吕敬美
摘 要:现代性是现代社会的规定性,它标志着一种新的生存样式。如果把现代性作为价值观念来考察,那么其具有启蒙定向。启蒙既体现在个体自我的觉醒,也体现在民族国家的确立。近代以降,中国将马克思主义中国化与现代性建构联系起来,从而确立了民族国家。在全球化境遇中,一方面,重申启蒙以促进个体自我的觉醒是中国现代性建构的迫切任务;另一方面,培育市民社会和国人的公共精神是中国现代性建构的特殊使命。
关键词: 现代性;启蒙;中国现代性建构
中图分类号:D091 文献标识码:A 文章编号:1003-1502(2015)06-0044-06
现代性作为一个论域,无疑是思想切入现代社会深处的路径之一。然而,现代性这一概念的意义充满着不确定性,其“所指的内涵不清,外延不明”。[1]原因在于,作为现代社会的规定性,现代性是一个总体性概念,它“指涉各种经济的、政治的、社会的和文化的转型。”[2]换言之,现代性现象是一个繁复的总体图景。然而,由于长期的启蒙缺位,人们惯常地把中国现代性的建构仅仅理解为外在的物质指标,这使得中国现代性建构遇到了瓶颈。因此,探讨中国现代性建构的启蒙缺位和当代使命既有必要且大有裨益。
一、现代性作为现代社会的规定性
欲谈现代性现象,首先遇到的无疑是术语上的困难。在西方文献中,“现代性”(modernity)以及与其密切相关的“前现代”(pre-modern)、“现代”(modern)、“后现代”(post-modern)、“现代主义”(modernism)、“后现代主义”(post-modernism)、“现代化”(modernization)、“前现代性”(pre-modernity)、“后现代性”(post-modernity)等词都是一些歧义颇多的概念。它们的界限如此模糊,以至于在日常话语中常会出现混淆。因此,厘清这些概念尤为必要:首先,“前现代”、“现代”和“后现代”是人类社会发展的不同历史分期;其次,“现代主义”和“后现代主义”标志着不同的文化艺术风格;再次,“现代化”指向一种特殊的生活模式,它与“都市化”、“工业化”等现象密切联系;最后,“前现代性”、“现代性”和“后现代性”乃是对一定社会特质的深度反思。诚然,这九个概念标志着九个不同的现象,但是我们一旦对其中任何一个现象进行研究,其他八个现象就以共现的方式呈现在我们的视域之中。[3]限于主题,本文主要聚焦于现代性现象。

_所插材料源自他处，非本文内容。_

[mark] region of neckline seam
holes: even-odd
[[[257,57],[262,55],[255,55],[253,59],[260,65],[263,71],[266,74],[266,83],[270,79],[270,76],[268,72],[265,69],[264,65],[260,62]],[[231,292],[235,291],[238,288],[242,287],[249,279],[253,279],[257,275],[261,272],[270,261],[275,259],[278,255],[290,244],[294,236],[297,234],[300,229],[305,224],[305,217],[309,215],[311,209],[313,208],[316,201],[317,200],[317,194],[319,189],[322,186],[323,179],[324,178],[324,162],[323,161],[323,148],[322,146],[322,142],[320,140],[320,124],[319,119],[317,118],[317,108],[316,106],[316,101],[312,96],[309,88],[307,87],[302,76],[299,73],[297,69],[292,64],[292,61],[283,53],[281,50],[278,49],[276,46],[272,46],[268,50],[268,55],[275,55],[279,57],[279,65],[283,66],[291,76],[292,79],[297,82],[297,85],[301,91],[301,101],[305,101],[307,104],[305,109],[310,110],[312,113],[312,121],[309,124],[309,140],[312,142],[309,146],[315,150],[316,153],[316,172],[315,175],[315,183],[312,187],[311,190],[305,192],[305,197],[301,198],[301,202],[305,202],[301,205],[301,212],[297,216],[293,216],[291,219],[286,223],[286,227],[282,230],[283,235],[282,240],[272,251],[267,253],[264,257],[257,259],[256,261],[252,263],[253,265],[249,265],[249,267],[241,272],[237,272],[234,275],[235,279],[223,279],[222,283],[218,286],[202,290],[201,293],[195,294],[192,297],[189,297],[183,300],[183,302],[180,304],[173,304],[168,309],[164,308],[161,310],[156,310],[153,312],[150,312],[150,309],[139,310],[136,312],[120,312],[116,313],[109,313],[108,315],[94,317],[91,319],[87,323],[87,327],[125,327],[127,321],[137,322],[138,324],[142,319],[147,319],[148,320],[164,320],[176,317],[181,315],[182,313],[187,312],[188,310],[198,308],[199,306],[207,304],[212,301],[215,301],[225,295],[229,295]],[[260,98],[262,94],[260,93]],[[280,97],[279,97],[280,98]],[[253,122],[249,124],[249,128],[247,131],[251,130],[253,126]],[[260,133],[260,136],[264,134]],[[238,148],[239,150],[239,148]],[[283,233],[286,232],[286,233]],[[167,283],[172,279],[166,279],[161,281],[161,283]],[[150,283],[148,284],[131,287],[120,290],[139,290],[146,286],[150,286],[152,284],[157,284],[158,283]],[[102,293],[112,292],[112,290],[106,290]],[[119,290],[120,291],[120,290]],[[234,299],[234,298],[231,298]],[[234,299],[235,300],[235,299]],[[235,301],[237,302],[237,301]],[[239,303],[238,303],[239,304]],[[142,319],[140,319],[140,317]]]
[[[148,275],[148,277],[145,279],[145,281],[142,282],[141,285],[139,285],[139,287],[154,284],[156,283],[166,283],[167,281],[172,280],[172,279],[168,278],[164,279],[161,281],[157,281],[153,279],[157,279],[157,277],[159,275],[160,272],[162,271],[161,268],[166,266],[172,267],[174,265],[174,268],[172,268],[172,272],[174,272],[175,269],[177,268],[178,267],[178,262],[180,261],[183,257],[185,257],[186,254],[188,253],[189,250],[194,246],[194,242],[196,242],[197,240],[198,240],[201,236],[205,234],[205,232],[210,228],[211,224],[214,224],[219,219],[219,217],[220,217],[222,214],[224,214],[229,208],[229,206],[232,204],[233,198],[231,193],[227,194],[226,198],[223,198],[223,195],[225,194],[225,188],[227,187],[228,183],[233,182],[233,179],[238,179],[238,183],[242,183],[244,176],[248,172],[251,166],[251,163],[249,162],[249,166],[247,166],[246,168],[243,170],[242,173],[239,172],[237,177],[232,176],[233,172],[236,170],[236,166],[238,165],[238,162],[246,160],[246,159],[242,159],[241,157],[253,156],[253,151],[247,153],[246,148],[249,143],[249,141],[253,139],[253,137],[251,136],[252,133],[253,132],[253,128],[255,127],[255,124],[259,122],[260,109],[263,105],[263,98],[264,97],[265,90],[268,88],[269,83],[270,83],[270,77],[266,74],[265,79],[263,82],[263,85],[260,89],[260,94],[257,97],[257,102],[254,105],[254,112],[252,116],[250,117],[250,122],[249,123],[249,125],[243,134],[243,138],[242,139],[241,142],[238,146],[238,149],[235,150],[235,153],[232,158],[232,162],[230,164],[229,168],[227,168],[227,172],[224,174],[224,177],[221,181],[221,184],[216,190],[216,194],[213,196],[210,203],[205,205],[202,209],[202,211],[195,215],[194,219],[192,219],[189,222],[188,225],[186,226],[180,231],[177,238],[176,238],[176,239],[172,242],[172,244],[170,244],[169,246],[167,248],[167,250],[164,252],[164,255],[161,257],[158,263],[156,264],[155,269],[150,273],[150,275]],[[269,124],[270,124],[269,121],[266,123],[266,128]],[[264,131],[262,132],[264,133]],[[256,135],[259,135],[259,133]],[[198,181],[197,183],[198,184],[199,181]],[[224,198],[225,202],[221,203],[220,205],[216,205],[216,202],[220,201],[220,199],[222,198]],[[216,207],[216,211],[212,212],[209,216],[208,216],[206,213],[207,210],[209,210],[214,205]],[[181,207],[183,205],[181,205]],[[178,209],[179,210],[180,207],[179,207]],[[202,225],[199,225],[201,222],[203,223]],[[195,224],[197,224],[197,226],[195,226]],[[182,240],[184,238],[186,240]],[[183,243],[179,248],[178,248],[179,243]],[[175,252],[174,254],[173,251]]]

如果以现代性为切入点,那么现代性有社会现代性和文化现代性,它们彼此紧密联系,甚至相互冲突,共同组成西方现代性繁复的总体图景。[4]反过来说,现代性现象所滋生的包括哲学话语、美学话语等在内的现代性话语,是内在地关联着的。学界公认波特莱尔是现代性美学话语的始作俑者,因为他造就了一种注重现在的精神气质,他注重从流行的时尚中提取诗意,从转瞬即逝中把握永恒。不过,“从18世纪后期开始,现代性就已成为‘哲学讨论的主题。”[5]本文主要把现代性作为一套价值观念,进而从哲学上去探讨在西欧现代性的历史生成中的启蒙定向与近代中国的现代性求索中的启蒙缺位。

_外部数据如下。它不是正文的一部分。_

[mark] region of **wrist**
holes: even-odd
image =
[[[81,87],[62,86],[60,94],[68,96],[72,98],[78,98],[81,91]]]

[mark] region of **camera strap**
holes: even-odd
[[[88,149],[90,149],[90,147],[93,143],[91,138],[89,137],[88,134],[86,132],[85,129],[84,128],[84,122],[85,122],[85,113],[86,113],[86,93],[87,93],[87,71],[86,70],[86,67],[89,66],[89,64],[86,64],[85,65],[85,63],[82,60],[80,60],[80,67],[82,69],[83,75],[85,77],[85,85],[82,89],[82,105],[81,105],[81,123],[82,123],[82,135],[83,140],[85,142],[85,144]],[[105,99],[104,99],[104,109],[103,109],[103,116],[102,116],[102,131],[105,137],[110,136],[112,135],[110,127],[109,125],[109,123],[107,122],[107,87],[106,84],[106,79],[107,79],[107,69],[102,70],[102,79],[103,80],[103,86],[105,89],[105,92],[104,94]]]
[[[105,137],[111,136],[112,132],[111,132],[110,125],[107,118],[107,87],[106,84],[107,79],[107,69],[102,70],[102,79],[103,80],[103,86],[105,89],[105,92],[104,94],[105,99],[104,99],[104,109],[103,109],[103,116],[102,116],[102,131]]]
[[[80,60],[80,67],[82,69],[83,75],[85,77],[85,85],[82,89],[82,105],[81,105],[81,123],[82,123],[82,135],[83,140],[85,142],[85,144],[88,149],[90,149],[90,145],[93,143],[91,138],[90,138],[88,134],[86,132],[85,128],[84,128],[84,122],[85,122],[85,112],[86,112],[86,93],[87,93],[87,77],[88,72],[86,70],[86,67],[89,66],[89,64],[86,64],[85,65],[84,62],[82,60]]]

现代性是现代之为现代的稳定特质,也即现代社会的规定性。但一般而言,现代性首先代表的是一种把自身时代与过去时代根本相区别的时代意识。黑格尔正是在这意义上来使用现代性概念的,在他看来现代性中所蕴含的“现代”(modene Zeit)就有“新时代”(neue Zeit)的意味。[5](5)只不过,这个过去的时代指中世纪。哈贝马斯把1500年前后发生的三件大事,即新大陆的发现、文艺复兴和宗教改革,作为构成“现代与中世纪之间的时代分水岭”。[5](6)总的来说,现代性可追溯至中世纪,它发端于文艺复兴和宗教改革,后经工业革命和启蒙运动而逐步确立起来。

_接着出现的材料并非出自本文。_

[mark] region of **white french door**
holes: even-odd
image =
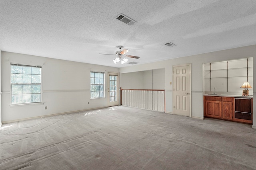
[[[118,73],[108,73],[108,106],[118,105],[119,98],[118,74]]]
[[[190,64],[174,66],[174,113],[190,116]]]

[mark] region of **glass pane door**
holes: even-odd
[[[119,87],[118,73],[108,73],[108,106],[119,104]]]
[[[109,76],[109,101],[117,101],[117,76]]]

毋庸置疑,现代性与现代化相互纠缠。对于今天的国人而言,“现代化”概念及其内涵是耳熟能详了,但是“现代性”概念及其意涵却比较陌生,它更多地出现在部分学人的话语之中。这实质上证明现代化成了这个时代的思想基调,然而,所应有的现代性的哲学话语则只是一种辅助或者衬托。[6]从本质上来说,现代化的目标正是现代性社会的达成,而现代化则可视为不断构建现代性社会的过程。换言之,现代化的主导理念正是现代性,而现代化乃是现代性的展开过程。从这一点来说,现代性带来的是人类迄今为止最深刻的社会转型,是一种新的生存样式,它特指在自西方启蒙运动以降所开启的现代化进程中所逐步形成的一整套文化价值理念和社会运行机制。[7]诚然,这一套文化价值理念和社会运行机制涉及了深层的价值秩序,这种价值秩序包括心性秩序和社会秩序。这里所谓心性秩序具体表现为个体层面充分觉醒的个体自我意识、群体层面理性化的公共文化精神;而所谓社会秩序具体表现为理性化的经济体制、科层化的行政管理、自律化和民主化的公共领域。可以说,现代性乃是一套关联着个人精神形态和社会制度设计的价值观念。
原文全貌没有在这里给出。